Ms. POLGREEN: Yes. He did not have a visa to enter Sudan, and he also did not have travel permits to be in Darfur. These are the permits that are required when journalists - really any foreigners - want to visit this region. Access to it is very tightly controlled.

INSKEEP: He was on assignment, we're told, for National Geographic Magazine. Had he even had a chance to write anything yet?

Ms. POLGREEN: He had not written anything on this subject yet. From what he has told me, it sounds like he is working on a very large piece looking at the life of politics and culture of people who live in the arid band of Africa known as the Sahel. So he actually wasn't even particularly writing about Darfur. Eastern Chad happened to be the starting point for this long reporting trip that he was taking.

INSKEEP: You said what he has told you. Have you had a chance to speak with him?

Ms. POLGREEN: Yes, I've been able to visit with him several times. He is being held in a cell next to the courthouse along with his interpreter and driver, who are both Chadians. He has been able to receive visitors, particularly in the evening. And I've been able to see him several times.

INSKEEP: This is the courthouse in the state capital, of the state where you are?

Ms. POLGREEN: In al-Fashir. Yes, that's correct.

INSKEEP: Okay. And the conditions, how are they for him?

Ms. POLGREEN: The conditions that he's been held in have steadily improved. Apparently, they were in very harsh conditions when they were first held by the rebel group, and then also terrible conditions in a very crowded cell when they were held by the government intelligence. But now they're actually in the custody of the judicial police, and they are in a cell that's used as a holding cell. And I think that the treatment that they've been receiving has been a lot better.

We were able to bring him some grilled chicken last night for dinner, and people have been able to bring food and water and things like that from the outside. So he's able to get access to toilets and things like that. So things I think are much improved from what they were just a few days ago, even.

INSKEEP: You know, I hesitate to use the word normal in a situation where things are so seemingly out of control, but is it normal for a journalist to be detained like this in that part of Sudan?

Ms. POLGREEN: No, I wouldn't say so. This practice of passing into Darfur -into rebel-controlled territory from Chad - has actually been quite common. It's very difficult to get a visa to come to Sudan. It's very difficult to get permits to access Darfur, so reporters have been invited in by rebel groups.

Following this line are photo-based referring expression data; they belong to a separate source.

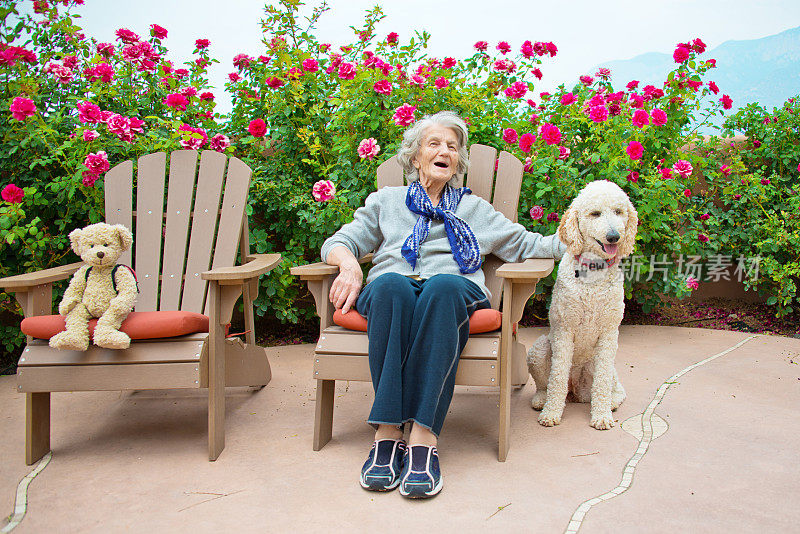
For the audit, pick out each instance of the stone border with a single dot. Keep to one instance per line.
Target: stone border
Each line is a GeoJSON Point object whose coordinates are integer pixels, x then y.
{"type": "Point", "coordinates": [644, 442]}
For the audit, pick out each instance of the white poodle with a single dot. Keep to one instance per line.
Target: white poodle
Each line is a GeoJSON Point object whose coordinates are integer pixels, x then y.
{"type": "Point", "coordinates": [577, 356]}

But now something new seems to be happening, and this is a result of the sort of confused situation on the ground, that you have alliances shifting. Some groups are siding with the government, and other groups are saying we're going to fight on. And so what used to be a fairly safe route to come into Darfur has become quite perilous. So this is now the third Westerner who's been detained in this way in the past month.

INSKEEP: Who are the other two and what's their situation?

Ms. POLGREEN: Well, one is a college student who was also working as a freelance photographer in the region. Because he was very young and didn't appear to have a lot of information with him, was - I think under an arrangement reached by the United States Embassy - allowed to plead to the immigration charge and then simply deported.

The other fellow's situation is much, much more serious. He's a Slovenian filmmaker and activist named Tomo Kriznar who has been convicted on charges very similar to the ones that Paul Salopek faces, and is currently serving two years in Shala(ph) prison. Conditions are apparently quite bad.

INSKEEP: Ms. Polgreen, thanks very much.

Ms. POLGREEN: My pleasure.

INSKEEP: Lydia Polgreen is a reporter for the New York Times.